Colon cancer arises through distinct molecular pathways resulting in diverse tumor populations demonstrated by differences in microsatellite instability (MSI), CpG island methylator phenotype (CIMP), and mutations in oncogenes KRAS and BRAF. Although these molecular differences are well-described for primary neoplasms, the molecular nature of hepatic metastases is not well-characterized. This study seeks to describe molecular characteristics of colon cancer hepatic metastases in terms of oncogenic pathway.

METHODS

Tumor DNA was isolated from fresh frozen hepatic metastases from colon cancer and analyzed for MSI by polymerase chain reaction (PCR)-based microsatellite analysis and for CIMP using MethyLight quantitative PCR. KRAS and BRAF oncogenes were analyzed for DNA mutations. Metastases were classified by their molecular and genetic features.

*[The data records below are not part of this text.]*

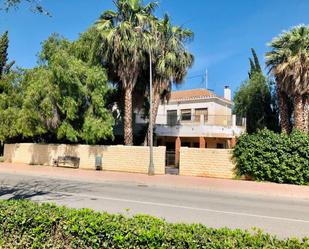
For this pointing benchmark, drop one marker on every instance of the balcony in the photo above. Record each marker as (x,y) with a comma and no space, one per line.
(220,126)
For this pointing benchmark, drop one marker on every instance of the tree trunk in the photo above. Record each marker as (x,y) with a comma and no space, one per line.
(305,112)
(298,112)
(155,107)
(127,124)
(284,112)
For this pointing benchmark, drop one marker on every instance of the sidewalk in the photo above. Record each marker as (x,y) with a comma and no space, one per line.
(210,184)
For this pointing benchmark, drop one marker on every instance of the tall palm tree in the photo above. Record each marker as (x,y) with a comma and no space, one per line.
(171,61)
(122,47)
(289,63)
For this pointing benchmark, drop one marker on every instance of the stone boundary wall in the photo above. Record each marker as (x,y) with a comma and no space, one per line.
(206,162)
(114,158)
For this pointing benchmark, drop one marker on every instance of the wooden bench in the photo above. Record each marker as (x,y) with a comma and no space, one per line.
(67,161)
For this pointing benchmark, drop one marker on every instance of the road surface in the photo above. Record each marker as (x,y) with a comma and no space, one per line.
(284,217)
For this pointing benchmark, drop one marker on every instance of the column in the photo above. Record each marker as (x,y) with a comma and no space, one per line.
(177,151)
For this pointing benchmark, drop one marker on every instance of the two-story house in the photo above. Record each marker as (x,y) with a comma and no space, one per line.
(197,118)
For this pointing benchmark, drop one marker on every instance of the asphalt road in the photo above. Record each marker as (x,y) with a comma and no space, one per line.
(278,216)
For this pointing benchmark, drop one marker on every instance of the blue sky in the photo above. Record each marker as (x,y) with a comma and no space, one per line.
(224,31)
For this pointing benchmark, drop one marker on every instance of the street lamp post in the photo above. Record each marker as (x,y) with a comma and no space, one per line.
(151,165)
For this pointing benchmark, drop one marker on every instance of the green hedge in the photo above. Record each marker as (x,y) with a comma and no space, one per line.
(269,156)
(29,225)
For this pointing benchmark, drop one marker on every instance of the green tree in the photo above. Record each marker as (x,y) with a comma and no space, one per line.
(11,99)
(63,99)
(288,61)
(122,47)
(171,60)
(4,45)
(254,64)
(255,100)
(35,5)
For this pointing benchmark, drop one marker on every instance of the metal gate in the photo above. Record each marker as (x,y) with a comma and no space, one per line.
(170,159)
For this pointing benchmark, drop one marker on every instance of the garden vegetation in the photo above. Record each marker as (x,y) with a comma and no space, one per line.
(26,224)
(274,157)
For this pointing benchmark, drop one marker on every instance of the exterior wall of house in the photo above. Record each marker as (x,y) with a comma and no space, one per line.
(114,158)
(206,162)
(218,110)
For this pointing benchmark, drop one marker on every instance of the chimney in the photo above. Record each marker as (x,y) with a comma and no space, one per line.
(227,93)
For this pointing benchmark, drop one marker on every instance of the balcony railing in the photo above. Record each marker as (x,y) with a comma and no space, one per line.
(195,120)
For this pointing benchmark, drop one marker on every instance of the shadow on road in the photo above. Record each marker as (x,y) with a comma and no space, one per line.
(35,189)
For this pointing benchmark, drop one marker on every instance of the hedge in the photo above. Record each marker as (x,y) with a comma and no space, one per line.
(25,224)
(269,156)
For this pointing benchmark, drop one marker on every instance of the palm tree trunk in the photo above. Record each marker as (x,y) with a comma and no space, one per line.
(127,125)
(155,108)
(284,112)
(298,112)
(305,112)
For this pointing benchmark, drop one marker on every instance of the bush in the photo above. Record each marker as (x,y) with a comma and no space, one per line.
(25,224)
(268,156)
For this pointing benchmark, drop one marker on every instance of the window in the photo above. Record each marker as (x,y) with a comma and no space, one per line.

Unfortunately, tissue from the primary neoplasms from these patients were not available

RESULTS

Thirty patients with liver metastases from colon cancer were studied. Molecular analysis revealed 10% (3/30) were MSI-H, 10% (3/30) were CIMP positive, 33% (10/30) had KRAS mutations, and none had BRAF mutations. Literature describing primary colon cancers reports an incidence of approximately 20% MSI-H, 20% CIMP-positive, 35% KRAS mutants, and 17% BRAF mutants.

CONCLUSION

Hepatic metastases from colon cancer, like primary colon adenocarcinomas, show genetic and molecular diversity. Furthermore, hepatic metastases may have a different incidence of MSI and methylation compared with primary neoplasms. These differences could impact treatment decisions.